A fourth consequence follows: Since God was caused by our thinking Him, then He must only be a thought and not a reality, a mere subjective projection of our own ego. Since there is no God to stand in our way we are free to manipulate our bodies, our human nature, according to our own plan. Rather than taking ourselves to be made in the image of God, with all the moral limitations that entails, we believe that we are self-creators with no limit but our own ever-increasing power.

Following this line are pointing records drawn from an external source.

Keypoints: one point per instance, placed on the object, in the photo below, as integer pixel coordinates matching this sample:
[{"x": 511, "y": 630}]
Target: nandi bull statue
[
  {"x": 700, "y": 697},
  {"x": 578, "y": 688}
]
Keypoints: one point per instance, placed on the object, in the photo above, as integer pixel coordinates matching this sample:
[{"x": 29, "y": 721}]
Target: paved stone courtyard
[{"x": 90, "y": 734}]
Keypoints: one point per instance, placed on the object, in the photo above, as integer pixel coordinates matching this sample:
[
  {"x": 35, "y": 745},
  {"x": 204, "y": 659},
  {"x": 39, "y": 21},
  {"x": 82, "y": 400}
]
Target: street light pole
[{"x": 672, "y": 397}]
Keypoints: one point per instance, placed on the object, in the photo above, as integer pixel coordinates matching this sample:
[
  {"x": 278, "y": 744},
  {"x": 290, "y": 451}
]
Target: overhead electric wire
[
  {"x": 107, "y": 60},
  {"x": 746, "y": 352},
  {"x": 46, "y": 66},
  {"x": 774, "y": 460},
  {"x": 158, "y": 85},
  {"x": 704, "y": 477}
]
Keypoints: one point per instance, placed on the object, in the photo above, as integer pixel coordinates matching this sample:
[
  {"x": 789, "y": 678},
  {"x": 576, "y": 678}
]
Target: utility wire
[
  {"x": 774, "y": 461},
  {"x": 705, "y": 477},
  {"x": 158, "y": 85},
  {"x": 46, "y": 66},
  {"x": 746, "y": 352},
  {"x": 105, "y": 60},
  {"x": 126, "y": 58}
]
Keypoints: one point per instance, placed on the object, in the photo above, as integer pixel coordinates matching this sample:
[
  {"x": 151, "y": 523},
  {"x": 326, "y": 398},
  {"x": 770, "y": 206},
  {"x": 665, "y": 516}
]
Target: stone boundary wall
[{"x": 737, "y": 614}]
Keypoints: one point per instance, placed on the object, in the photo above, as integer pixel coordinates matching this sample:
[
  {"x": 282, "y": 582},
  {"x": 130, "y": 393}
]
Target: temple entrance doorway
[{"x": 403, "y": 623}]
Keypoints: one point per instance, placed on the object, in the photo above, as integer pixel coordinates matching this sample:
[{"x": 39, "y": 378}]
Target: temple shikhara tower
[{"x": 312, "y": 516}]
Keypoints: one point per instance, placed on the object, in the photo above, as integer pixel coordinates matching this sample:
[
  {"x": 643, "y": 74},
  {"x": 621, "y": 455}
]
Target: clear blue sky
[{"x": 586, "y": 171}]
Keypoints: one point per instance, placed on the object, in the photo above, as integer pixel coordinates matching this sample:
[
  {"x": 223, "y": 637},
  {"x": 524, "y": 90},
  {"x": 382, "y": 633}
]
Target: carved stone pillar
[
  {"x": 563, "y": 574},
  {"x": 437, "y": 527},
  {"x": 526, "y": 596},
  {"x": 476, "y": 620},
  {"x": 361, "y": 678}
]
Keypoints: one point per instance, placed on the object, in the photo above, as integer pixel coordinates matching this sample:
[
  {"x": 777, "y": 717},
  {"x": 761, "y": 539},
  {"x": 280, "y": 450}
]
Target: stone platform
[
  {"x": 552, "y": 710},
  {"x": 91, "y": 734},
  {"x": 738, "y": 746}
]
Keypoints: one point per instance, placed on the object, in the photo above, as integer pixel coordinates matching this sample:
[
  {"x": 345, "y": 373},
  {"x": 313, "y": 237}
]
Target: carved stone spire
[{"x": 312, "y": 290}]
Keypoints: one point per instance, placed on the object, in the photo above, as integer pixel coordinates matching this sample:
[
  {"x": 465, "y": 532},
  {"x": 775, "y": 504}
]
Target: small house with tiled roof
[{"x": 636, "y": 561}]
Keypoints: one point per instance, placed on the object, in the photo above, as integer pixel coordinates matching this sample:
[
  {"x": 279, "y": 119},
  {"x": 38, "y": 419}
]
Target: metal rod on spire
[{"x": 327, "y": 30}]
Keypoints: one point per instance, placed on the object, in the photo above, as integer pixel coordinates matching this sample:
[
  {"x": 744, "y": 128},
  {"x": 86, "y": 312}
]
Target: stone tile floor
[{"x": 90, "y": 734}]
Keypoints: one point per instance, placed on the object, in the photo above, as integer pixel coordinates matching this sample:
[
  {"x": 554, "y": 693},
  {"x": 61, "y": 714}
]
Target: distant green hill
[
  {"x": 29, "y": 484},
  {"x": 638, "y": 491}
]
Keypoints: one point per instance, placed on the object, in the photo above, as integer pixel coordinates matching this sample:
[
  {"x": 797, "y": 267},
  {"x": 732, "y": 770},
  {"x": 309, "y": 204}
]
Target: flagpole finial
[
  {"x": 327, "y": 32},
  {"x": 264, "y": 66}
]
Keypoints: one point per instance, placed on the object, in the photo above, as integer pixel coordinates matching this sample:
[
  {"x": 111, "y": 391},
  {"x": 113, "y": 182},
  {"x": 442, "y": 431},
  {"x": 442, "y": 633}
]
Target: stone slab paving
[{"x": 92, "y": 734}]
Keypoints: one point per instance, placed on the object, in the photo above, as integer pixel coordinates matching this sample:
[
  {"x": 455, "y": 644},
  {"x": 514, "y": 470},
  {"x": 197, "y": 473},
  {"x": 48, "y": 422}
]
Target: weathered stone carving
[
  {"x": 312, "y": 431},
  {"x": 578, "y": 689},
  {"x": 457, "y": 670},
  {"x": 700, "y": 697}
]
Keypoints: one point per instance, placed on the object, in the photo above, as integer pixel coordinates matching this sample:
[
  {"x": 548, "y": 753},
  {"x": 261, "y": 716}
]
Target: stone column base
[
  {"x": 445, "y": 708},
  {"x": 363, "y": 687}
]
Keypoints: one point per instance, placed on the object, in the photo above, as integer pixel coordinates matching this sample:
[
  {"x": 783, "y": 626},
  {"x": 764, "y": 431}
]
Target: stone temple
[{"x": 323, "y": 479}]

The serpent, the “father of lies,” convinced our first parents that they should be skeptical of the commands and motives of God and to look to themselves for wisdom and truth. The history of salvation culminated with the Incarnation of the Second Person of the Trinity in Jesus of Nazareth who is “the Way, the Truth and the Life.” For the next fifteen hundred years, the Catholic Church embedded that reality into Western Civilization until the intellectual, theological, and political revolutions instigated by Luther, Machiavelli and Descartes. That revolution reintroduced the ancient seduction so that, once again, humanity was hearing that pernicious lie “you will not die, you shall be like God.”

Cartesian (adjectival form of Descartes) philosophy separated our minds from our bodies, the subjective from the objective, faith from reason, among other things. At the heart of this dualism is Descartes’ faith in doubt. Since we can’t trust what is outside of our minds, we get two approaches to ultimate truth, including God Himself. On the one hand, there are forms of fideism (or faith alone) characterized by a more unreflective, fundamentalist approach to eternal realities and a serious distrust of science and human reasoning, such that God can even appear arbitrary. Adherents of this group include Luther (and many Protestants), Muslims, and even some traditionalist Catholics. On the other hand, there are the rationalists, or the “science alone” crowd characterized by the secular atheism that surrounds us. For most of human history, agnosticism and atheism were considered evidence of a poor intellect, now today’s intellectuals claim these titles as badges of honor. Of course, their methodology has limited “truth” to mathematical and empirical sciences and they altogether deny theology/philosophy a place at the intellectual table.

The Catholic worldview affirms both faith and science/reason as mutually complementary means of accessing the Truth. And when it comes to God, we not only have the revelation of the Christian faith (the Word became flesh) but also the perception of the world around us, which leads us to apprehending the nature of things (natural law) and their Maker.